What indirect fire support is required? The extent of indirect fire support for a unit conducting a security mission is based principally on the specific type of the security mission. Each of three main security missions (screen, guard, and cover) will have different indirect fire support needs. Indirect fires are particularly important for a screen force. Normally, these forces are fairly light on combat force. Thus, if they get into trouble; indirect fire is the preferred option in enabling them to break contact. Within a guard operation, forces are still within friendly indirect fire range. Consequently, they require indirect fire support from their higher headquarters. This fire support can be a little more challenging because fighting between guard forces and the enemy is usually more intense than in a screen. In a cover mission, the force is almost always robust. Within this lethality are organic indirect fire support assets, so they can operate outside the main body’s indirect fire range. To summarize this consideration, the commander must place his assets in supportable locations in a screen or guard operation. In a cover, he must ensure the force is internally equipped with the indirect fire assets they may need.

How will you integrate any aviation support (if available) with the ground forces? One of the best ways to increase your ability to accomplish your security mission is to integrate aviation support with your ground forces.
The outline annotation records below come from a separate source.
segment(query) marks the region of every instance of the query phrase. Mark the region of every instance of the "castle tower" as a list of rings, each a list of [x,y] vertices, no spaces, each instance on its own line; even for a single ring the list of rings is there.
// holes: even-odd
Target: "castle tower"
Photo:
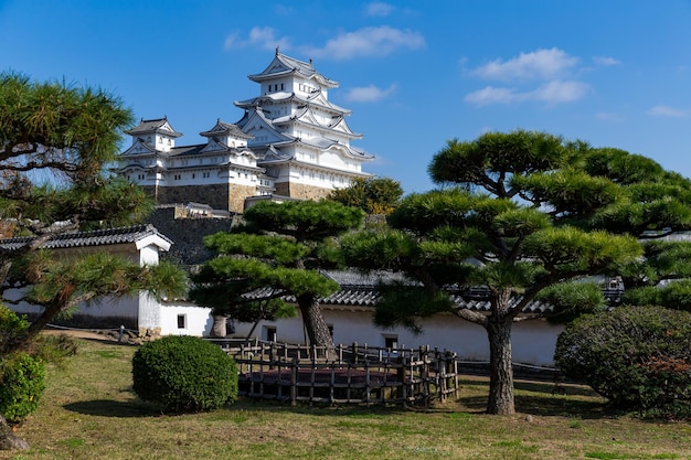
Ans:
[[[350,146],[362,138],[346,122],[351,110],[329,101],[329,89],[338,83],[318,73],[311,61],[276,49],[264,72],[248,78],[261,85],[261,95],[235,103],[245,110],[236,125],[252,136],[247,146],[273,178],[276,194],[320,199],[370,175],[362,163],[373,157]]]
[[[206,143],[176,146],[182,136],[167,118],[141,120],[126,131],[132,145],[120,153],[119,173],[141,185],[159,204],[209,205],[234,213],[245,197],[274,193],[274,184],[247,147],[252,136],[221,121],[200,132]]]

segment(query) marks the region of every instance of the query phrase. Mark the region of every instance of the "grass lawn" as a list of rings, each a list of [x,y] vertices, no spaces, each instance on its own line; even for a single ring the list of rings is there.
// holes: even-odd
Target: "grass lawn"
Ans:
[[[0,459],[689,459],[691,425],[607,413],[582,386],[517,382],[512,417],[482,414],[487,382],[463,381],[457,402],[430,410],[297,407],[241,400],[167,416],[131,392],[135,347],[79,341],[51,366],[39,410],[18,435],[29,451]]]

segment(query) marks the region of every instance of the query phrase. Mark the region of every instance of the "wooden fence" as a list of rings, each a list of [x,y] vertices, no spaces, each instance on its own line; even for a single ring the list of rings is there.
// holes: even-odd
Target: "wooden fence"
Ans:
[[[339,345],[220,341],[240,370],[240,395],[322,404],[427,405],[458,395],[456,353]]]

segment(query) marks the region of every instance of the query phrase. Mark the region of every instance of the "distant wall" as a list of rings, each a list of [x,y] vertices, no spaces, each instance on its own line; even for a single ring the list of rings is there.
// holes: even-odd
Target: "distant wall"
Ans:
[[[161,207],[147,220],[173,244],[168,253],[160,253],[161,260],[171,260],[181,265],[202,264],[214,257],[214,253],[204,247],[204,236],[231,229],[231,218],[174,218],[174,207]]]

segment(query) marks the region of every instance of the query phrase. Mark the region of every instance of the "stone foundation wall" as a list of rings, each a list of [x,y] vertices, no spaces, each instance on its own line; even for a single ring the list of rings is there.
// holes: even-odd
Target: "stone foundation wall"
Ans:
[[[275,194],[298,200],[321,200],[327,197],[330,192],[331,189],[321,186],[281,182],[276,184]]]
[[[202,203],[214,210],[242,213],[245,199],[257,194],[256,186],[237,184],[159,186],[158,196],[153,186],[142,188],[159,204]]]
[[[204,246],[204,236],[231,229],[231,218],[176,218],[173,207],[156,210],[147,220],[173,244],[168,253],[160,253],[161,260],[181,265],[198,265],[214,257]]]
[[[158,202],[159,204],[194,202],[208,204],[215,210],[227,210],[228,186],[221,184],[161,186],[158,189]]]

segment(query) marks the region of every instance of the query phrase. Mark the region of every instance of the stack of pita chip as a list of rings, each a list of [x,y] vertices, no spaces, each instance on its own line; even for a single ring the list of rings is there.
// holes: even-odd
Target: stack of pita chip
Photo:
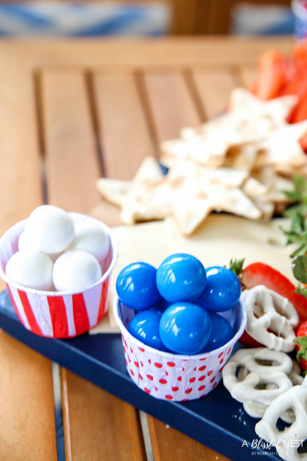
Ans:
[[[307,120],[286,121],[296,101],[295,96],[262,101],[236,89],[227,112],[197,128],[184,128],[179,138],[162,143],[160,162],[168,168],[166,176],[147,157],[133,181],[103,178],[98,188],[121,207],[123,223],[172,216],[185,235],[214,210],[269,219],[287,205],[281,191],[292,190],[292,176],[307,176],[299,142]]]

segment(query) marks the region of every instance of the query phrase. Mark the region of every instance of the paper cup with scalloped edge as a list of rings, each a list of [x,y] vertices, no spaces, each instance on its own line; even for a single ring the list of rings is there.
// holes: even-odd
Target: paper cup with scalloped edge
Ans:
[[[26,219],[9,229],[0,239],[0,277],[6,286],[21,323],[33,333],[53,338],[81,335],[95,326],[108,310],[110,275],[115,265],[117,248],[111,230],[101,221],[80,213],[70,213],[75,223],[99,225],[110,240],[108,254],[99,261],[103,275],[81,291],[45,291],[27,288],[6,274],[6,263],[18,251],[18,241]]]
[[[137,386],[156,398],[173,402],[199,399],[214,389],[222,378],[222,369],[246,325],[246,311],[241,301],[233,309],[220,313],[235,334],[224,346],[206,354],[183,355],[150,347],[127,329],[134,311],[115,296],[113,313],[122,333],[127,371]]]

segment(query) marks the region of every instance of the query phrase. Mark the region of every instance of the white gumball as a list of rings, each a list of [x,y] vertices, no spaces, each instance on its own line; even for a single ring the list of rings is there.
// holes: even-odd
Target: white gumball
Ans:
[[[93,255],[101,261],[109,252],[110,243],[109,236],[98,224],[77,224],[75,234],[67,251],[83,250]]]
[[[24,230],[20,234],[18,239],[18,249],[19,250],[37,249],[32,239],[29,238]]]
[[[18,240],[18,250],[38,250],[37,245],[35,243],[35,240],[32,236],[29,233],[23,232],[20,234]],[[39,251],[39,250],[38,250]],[[43,253],[43,252],[41,252]],[[49,256],[53,262],[57,260],[59,256],[63,253],[61,251],[59,253],[44,253],[46,256]]]
[[[71,243],[75,236],[75,224],[64,210],[44,205],[32,212],[24,231],[40,251],[54,254],[64,251]]]
[[[58,291],[81,291],[102,275],[98,261],[87,251],[67,251],[53,265],[52,280]]]
[[[10,258],[6,274],[13,282],[27,288],[46,291],[52,286],[53,263],[37,250],[22,250]]]

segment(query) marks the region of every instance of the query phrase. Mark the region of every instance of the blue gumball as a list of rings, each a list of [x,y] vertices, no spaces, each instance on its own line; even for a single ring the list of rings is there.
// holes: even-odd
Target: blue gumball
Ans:
[[[159,325],[162,313],[154,309],[142,311],[131,319],[128,325],[129,332],[145,344],[159,350],[166,351],[160,338]]]
[[[121,271],[116,290],[125,306],[142,311],[156,304],[161,296],[156,284],[156,269],[145,262],[134,262]]]
[[[205,284],[205,268],[191,254],[172,254],[161,263],[156,272],[157,288],[170,302],[193,301],[203,292]]]
[[[205,346],[211,331],[207,313],[191,302],[176,302],[163,313],[160,337],[168,349],[177,354],[192,355]]]
[[[234,336],[233,330],[228,320],[214,312],[208,312],[208,314],[211,322],[211,331],[202,352],[218,349],[230,341]]]
[[[169,301],[167,301],[166,299],[163,299],[163,298],[162,298],[161,301],[160,301],[157,304],[153,306],[152,308],[156,309],[157,311],[160,311],[162,312],[164,312],[165,309],[167,309],[168,307],[169,307],[172,304],[173,304],[173,303],[170,302]]]
[[[234,307],[241,295],[241,284],[230,269],[214,266],[206,269],[207,281],[195,303],[206,311],[222,312]]]

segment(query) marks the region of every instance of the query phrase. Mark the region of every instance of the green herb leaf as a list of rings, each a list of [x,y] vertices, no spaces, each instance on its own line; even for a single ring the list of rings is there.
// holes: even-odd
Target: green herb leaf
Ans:
[[[235,258],[234,260],[232,260],[232,258],[230,260],[229,269],[232,272],[234,272],[237,277],[242,273],[242,267],[243,267],[243,263],[244,260],[245,258],[244,258],[242,260],[236,260]]]

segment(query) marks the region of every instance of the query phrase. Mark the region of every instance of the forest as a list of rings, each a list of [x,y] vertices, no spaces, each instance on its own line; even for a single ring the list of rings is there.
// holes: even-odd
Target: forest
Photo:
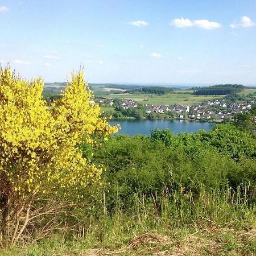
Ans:
[[[82,71],[52,102],[43,88],[0,69],[2,255],[255,254],[256,107],[133,137],[114,135]]]
[[[147,93],[150,94],[165,94],[174,91],[173,88],[161,86],[144,86],[141,88],[126,90],[125,93]]]
[[[194,95],[225,95],[238,93],[245,87],[241,84],[218,84],[209,87],[193,88]]]

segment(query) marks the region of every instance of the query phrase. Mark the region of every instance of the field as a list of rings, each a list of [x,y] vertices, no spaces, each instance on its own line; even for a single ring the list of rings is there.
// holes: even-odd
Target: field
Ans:
[[[94,88],[93,88],[94,89]],[[114,89],[114,88],[113,88]],[[192,95],[192,90],[176,89],[173,93],[164,95],[146,94],[142,93],[122,94],[113,93],[108,92],[103,87],[97,87],[95,89],[94,95],[106,98],[133,99],[142,104],[150,105],[193,105],[201,103],[206,101],[213,101],[217,98],[218,100],[224,98],[224,95],[215,96],[197,96]],[[246,89],[239,94],[247,96],[249,94],[256,94],[256,89]]]
[[[150,95],[140,93],[134,94],[102,94],[102,96],[107,98],[127,98],[133,99],[142,104],[151,105],[192,105],[201,103],[206,101],[212,101],[214,98],[222,98],[221,96],[197,96],[191,95],[186,91],[180,91],[178,93],[168,93],[164,95]],[[100,96],[97,94],[97,96]]]

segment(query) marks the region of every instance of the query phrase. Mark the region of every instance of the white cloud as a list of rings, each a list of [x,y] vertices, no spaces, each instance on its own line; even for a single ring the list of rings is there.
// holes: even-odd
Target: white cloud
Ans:
[[[51,59],[53,60],[59,60],[60,57],[55,55],[44,55],[43,57],[44,59]]]
[[[144,20],[134,20],[129,23],[131,25],[136,26],[137,27],[141,27],[142,26],[147,26],[148,23]]]
[[[214,30],[221,27],[221,24],[218,22],[210,22],[207,19],[198,19],[193,22],[195,26],[205,30]]]
[[[255,26],[255,22],[251,20],[251,19],[247,16],[242,16],[240,18],[240,22],[230,24],[230,27],[232,28],[236,28],[237,27],[250,27]]]
[[[149,55],[149,56],[156,59],[159,59],[162,57],[162,55],[160,53],[157,53],[156,52],[152,52]]]
[[[170,23],[170,24],[176,27],[192,27],[193,22],[189,19],[181,18],[180,19],[174,19]]]
[[[5,6],[0,7],[0,13],[6,13],[9,10],[9,8]]]
[[[12,61],[13,63],[14,64],[30,64],[29,61],[26,61],[24,60],[15,60]]]
[[[170,23],[171,26],[176,27],[198,27],[205,30],[213,30],[221,27],[221,24],[215,22],[210,22],[208,19],[196,19],[191,20],[189,19],[174,19]]]

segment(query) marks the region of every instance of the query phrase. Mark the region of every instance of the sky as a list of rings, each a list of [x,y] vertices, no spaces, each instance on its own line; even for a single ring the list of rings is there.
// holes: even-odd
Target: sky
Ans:
[[[0,61],[27,79],[256,85],[256,0],[0,0]]]

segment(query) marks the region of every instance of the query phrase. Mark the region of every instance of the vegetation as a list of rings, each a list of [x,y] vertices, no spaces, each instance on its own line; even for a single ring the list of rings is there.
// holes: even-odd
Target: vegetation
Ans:
[[[218,84],[209,87],[196,88],[195,95],[226,95],[238,93],[245,89],[241,84]]]
[[[48,107],[40,79],[28,82],[9,68],[0,69],[1,243],[32,238],[38,222],[48,232],[53,220],[47,213],[55,218],[98,181],[102,168],[76,146],[94,144],[96,135],[105,138],[117,128],[100,118],[86,86],[82,73],[73,73],[61,97]]]
[[[125,93],[146,93],[151,94],[165,94],[173,92],[172,88],[160,86],[142,87],[138,89],[126,90]]]
[[[254,108],[208,132],[107,137],[82,73],[51,104],[42,88],[1,69],[2,255],[255,254]]]

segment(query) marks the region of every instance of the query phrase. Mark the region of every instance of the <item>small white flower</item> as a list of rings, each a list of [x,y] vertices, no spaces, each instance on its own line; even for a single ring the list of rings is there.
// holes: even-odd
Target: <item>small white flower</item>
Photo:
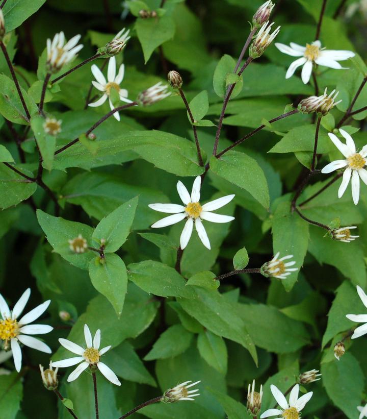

This integration is a challenge based on the complexities of utilizing air. One of the biggest challenges is that aviation can’t truly occupy ground. In security operations, the ability to occupy terrain in key locations is a huge advantage. With that said, aviation can be extremely valuable in security operations. The following are some ways aviation can support the ground effort:

  • Can be utilized forward of the ground units to extend the depth and width of your security.
  • Can be used to plug gaps between security units if needed.
  • Can be utilized to keep a link between the main body and the security unit.
  • Because of its’ capabilities can provide early warning in areas ground assets may not be able to physically get to.
  • Depending on the aircraft (preferably attack aviation) can be utilized to aid ground units in breaking contact if the tactical situation warrants.
  • Can recon areas which ground units may soon occupy.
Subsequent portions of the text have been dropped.